Length: 252 pages
About: Irish homesick emigree experiences Brooklyn
Style: 3rd person
Where: Ireland and US (Brooklyn)
It is Ireland in the 1950s and for Ellis Lacey, as for so many Irish girls, opportunities are scarce. So when her sister arranges for her to emigrate to New York, Elis knows she must go, leaving
behind her family and home for the first time.
She tried to work out how she had come to believe also that, while peple from the town who lived in England missed Enniscorthy, no one who went to America missed home. Instead, they were happy
here and proud. She wondered if that could be true.
Colm Tóibín’s Brooklyn is a controlled, understated novel, devoid of outright passion or contrivance, but alive with authentic detail, moved along by the ripples of affection and doubt
that shape any life: a novel that offers the reader serious pleasure.
Robert Hanks, The Daily Telegraph, 7th May 2009
Not so good
Eilis' sensibility is at once the novel's fulcrum and its flaw.....It is, particularly towards the end, hard to fathom why Eilis, who in America seemed - to use the apt cliché - swept off her feet
by Tony responds quite as she does to the adulterous temptation her Irish admirer embodies, or how the possibility of deception and deceit comes so easily to her.

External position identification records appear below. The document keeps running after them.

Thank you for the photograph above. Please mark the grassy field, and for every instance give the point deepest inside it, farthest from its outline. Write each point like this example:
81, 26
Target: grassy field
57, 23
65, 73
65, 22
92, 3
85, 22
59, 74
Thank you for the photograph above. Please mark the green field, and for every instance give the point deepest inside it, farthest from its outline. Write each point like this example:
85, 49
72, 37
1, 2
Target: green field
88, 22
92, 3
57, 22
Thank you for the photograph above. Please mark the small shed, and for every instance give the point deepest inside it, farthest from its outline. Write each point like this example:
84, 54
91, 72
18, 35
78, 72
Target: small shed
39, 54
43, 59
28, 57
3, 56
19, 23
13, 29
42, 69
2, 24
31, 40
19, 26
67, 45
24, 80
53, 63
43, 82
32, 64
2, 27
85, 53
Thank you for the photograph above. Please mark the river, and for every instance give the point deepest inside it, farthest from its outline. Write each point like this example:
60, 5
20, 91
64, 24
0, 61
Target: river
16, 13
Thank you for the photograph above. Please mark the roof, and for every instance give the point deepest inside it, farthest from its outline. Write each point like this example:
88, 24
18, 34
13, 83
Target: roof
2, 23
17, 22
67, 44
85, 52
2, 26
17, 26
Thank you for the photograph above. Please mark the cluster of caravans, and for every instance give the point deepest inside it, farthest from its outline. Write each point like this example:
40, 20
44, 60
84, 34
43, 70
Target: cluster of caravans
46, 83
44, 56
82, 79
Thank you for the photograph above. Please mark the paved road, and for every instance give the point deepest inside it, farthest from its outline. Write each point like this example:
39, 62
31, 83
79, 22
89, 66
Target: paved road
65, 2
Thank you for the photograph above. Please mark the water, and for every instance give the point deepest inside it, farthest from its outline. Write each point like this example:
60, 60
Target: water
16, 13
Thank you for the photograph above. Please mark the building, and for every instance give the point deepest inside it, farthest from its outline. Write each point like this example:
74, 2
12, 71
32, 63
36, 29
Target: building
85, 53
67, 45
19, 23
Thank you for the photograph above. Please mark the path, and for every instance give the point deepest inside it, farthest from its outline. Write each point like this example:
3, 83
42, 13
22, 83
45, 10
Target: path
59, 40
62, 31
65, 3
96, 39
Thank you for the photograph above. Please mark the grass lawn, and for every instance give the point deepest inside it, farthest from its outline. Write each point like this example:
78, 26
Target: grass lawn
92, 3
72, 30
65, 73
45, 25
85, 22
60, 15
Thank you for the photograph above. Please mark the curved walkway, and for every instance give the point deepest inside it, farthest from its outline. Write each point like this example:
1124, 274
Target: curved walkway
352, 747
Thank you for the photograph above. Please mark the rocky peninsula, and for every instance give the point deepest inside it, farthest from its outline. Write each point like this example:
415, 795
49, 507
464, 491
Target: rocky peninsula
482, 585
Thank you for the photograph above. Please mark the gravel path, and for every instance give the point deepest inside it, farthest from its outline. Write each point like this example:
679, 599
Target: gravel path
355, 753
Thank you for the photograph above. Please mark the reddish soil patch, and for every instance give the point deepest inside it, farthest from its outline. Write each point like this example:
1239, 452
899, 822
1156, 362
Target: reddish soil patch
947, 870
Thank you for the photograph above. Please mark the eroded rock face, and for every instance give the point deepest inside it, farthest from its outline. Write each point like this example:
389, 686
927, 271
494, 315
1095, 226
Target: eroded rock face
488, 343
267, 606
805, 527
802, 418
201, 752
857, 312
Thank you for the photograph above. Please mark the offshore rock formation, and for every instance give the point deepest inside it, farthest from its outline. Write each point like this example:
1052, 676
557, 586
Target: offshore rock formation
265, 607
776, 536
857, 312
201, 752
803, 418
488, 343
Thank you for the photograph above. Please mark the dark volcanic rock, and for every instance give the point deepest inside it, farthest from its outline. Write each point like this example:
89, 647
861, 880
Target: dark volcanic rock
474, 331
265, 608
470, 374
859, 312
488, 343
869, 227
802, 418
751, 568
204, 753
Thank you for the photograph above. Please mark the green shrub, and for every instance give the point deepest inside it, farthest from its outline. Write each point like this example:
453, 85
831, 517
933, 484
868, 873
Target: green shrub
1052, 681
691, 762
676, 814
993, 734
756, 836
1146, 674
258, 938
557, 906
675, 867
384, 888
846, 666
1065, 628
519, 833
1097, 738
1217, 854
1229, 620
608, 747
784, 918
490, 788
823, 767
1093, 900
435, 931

The Independent, Aamer Hussein Friday 01 May 2009
About the author
Tóibín's parents were Bríd and Michael Tóibín. He was born in 1955 in Enniscorthy, County Wexford, in the southeast of Ireland. He is the second youngest of five children. His grandfather, Patrick
Tobin, was a member of the IRA, as was his grand-uncle Michael Tobin. Patrick Tobin took part in the 1916 Rebellion in Enniscorthy and was subsequently interned in Frongoch in Wales. Colm Tóibín's
father was a teacher who was involved in the Fianna Fáil party in Enniscorthy. He received his secondary education at St Peter's College, Wexford, where he was a boarder between 1970 and 1972.In July
1972, aged 17, he had a summer job as a barman in the Grand Hotel in Tramore, County Waterford, working from six in the evening to two in the morning. He spent his days on the beach, reading The
Essential Hemingway, the copy of which he still professes to have, "pages stained with seawater."He progressed to University College Dublin, graduating in 1975. Immediately after graduation, he left
for Barcelona. Tóibín's first novel, 1990's The South, was partly inspired by his time in Barcelona; as was, more directly, his non-fiction Homage to Barcelona (1990). Having returned to Ireland in
1978, he began to study for a masters degree. However, he did not submit his thesis and left academia, at least partly, for a career in journalism.